Letter from Boston: the 2008 OIA Rendezvous

You are driving your family on an icy highway, and you lose control of the car.

As if gravity suddenly turns its back on you, the tires lose traction, the steering wheel spins, and your brain acknowledges the reality that you're going to hit something. Hard.

But you don't know what that something is going to be. So you hope that the coming impact is minor. That the impact is only a tree.

Only a tree. It's incredible to be rooting for impact with a giant fixed object that's sure to snap an axle and total the car and probably shatter at least two windows. But that's what you're doing. That's what we're doing. And that's the world as it stands right now.

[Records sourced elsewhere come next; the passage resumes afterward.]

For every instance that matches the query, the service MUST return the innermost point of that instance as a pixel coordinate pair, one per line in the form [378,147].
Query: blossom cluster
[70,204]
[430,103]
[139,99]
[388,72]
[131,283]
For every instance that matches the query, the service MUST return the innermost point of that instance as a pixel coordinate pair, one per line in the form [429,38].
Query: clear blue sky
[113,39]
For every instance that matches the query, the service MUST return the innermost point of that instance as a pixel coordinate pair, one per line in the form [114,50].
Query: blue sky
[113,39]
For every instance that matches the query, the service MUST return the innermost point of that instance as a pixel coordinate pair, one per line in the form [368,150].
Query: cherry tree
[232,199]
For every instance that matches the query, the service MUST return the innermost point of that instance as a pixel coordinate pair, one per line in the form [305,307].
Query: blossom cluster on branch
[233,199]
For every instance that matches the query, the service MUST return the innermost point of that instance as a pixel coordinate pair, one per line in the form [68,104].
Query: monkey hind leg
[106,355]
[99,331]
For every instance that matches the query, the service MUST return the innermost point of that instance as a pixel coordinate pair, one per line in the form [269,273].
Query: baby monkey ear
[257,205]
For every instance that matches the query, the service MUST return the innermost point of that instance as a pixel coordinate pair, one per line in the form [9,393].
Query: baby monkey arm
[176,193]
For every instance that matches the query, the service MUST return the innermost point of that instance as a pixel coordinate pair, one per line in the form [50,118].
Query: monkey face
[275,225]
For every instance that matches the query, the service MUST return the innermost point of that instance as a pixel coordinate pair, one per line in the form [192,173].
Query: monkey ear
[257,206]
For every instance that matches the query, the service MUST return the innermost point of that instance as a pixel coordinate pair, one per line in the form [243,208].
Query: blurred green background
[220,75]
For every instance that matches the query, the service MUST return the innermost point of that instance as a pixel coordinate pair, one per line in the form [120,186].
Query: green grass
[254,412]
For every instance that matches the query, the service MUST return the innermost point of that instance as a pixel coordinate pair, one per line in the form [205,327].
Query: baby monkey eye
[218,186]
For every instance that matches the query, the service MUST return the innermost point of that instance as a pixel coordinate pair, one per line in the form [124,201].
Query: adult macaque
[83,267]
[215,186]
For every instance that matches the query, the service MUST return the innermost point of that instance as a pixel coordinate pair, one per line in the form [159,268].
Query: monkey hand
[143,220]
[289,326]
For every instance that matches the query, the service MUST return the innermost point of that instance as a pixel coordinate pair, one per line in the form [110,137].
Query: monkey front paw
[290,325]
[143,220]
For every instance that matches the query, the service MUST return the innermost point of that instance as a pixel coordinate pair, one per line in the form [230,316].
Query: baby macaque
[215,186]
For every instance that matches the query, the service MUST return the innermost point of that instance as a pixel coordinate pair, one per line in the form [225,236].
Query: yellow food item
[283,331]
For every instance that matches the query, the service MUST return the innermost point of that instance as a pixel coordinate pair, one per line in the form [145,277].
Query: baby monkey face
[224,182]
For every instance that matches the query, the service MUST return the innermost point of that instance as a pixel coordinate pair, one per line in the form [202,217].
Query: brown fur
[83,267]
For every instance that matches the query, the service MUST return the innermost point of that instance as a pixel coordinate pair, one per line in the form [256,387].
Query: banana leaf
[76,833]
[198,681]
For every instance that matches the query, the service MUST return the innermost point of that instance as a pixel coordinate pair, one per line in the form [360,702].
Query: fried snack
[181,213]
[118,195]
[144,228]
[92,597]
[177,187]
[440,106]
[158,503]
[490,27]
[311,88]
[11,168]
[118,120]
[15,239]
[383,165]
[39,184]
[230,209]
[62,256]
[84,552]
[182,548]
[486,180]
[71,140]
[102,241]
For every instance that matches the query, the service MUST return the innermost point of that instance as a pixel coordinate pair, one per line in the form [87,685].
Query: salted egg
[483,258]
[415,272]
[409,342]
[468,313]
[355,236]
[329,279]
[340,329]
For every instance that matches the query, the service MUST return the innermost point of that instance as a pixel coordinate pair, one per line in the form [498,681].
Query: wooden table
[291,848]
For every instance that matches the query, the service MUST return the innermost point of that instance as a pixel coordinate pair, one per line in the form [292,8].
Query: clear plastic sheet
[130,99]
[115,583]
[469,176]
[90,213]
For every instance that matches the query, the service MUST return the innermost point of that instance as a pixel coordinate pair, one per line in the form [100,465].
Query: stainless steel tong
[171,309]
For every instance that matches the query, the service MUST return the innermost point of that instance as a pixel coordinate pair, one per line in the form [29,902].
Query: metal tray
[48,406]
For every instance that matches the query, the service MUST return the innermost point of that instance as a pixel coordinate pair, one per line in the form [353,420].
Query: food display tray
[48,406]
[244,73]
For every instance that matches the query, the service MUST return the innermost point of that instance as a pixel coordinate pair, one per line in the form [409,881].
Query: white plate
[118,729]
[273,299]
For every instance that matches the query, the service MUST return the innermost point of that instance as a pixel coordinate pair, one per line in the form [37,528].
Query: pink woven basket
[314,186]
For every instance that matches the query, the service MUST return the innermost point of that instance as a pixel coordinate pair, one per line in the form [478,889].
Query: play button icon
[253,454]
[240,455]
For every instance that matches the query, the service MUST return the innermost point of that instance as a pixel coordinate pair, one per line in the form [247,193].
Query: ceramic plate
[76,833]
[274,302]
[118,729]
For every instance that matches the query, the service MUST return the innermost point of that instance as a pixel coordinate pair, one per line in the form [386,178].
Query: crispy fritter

Framed by an uncertain future, there was indeed something special about the election year OIA Rendezvous, completed last night in the grand city of Boston.

Structurally speaking, the format was no different than any OIA event held in the last decade. Speakers. Food. Booze. Speakers. Food. Nap.

But by virtue of the timing,... and I mean timing of the bad kind, the unexpected and staggering arrival of generational, game-changing shifts within mere days of eachother ... it was a truly remarkable and worthy event. Led by the most sobering, realistic, slap-in-the-face batch of keynotes and breakout sessions I have ever attended, I left the gathering inspired, energized, and (ironically) fully fueled up.

Undoubtedly, the speaker list was nailed down months ago: economics, politics, and consumer trends, as usual, were keynote priorities. They're ALWAYS keynote priorities.

But when the market is slipping, the election is tightening, and consumers feel more comfortable growing chickens in their backyard than buying a Costco card ... those keynotes were ingested and digested by a silent, rapt and concerned crowd.

The keynotes -- superstud Robert F. Kennedy Jr, economist Clyde Prestowitz, trendspotter Marian Selzman, NPR's Ken Rudin -- admitted their own uncertainty, comfortably turning to unscripted realism instead of canned powerpoints for impact, and left the gathering of CEOs with a head full of ideas about what the future might hold for those who live and love the outdoor lifestyle.

For all that's bad in the world today, and for all the things that scare the shit out of us as parents and business owners and friends, the big takeaway from the OIA Rendezvous was that outdoor world is more important, more relevant, and more essential to the future of our world than ever before.

Don't take my word for it. Just look around.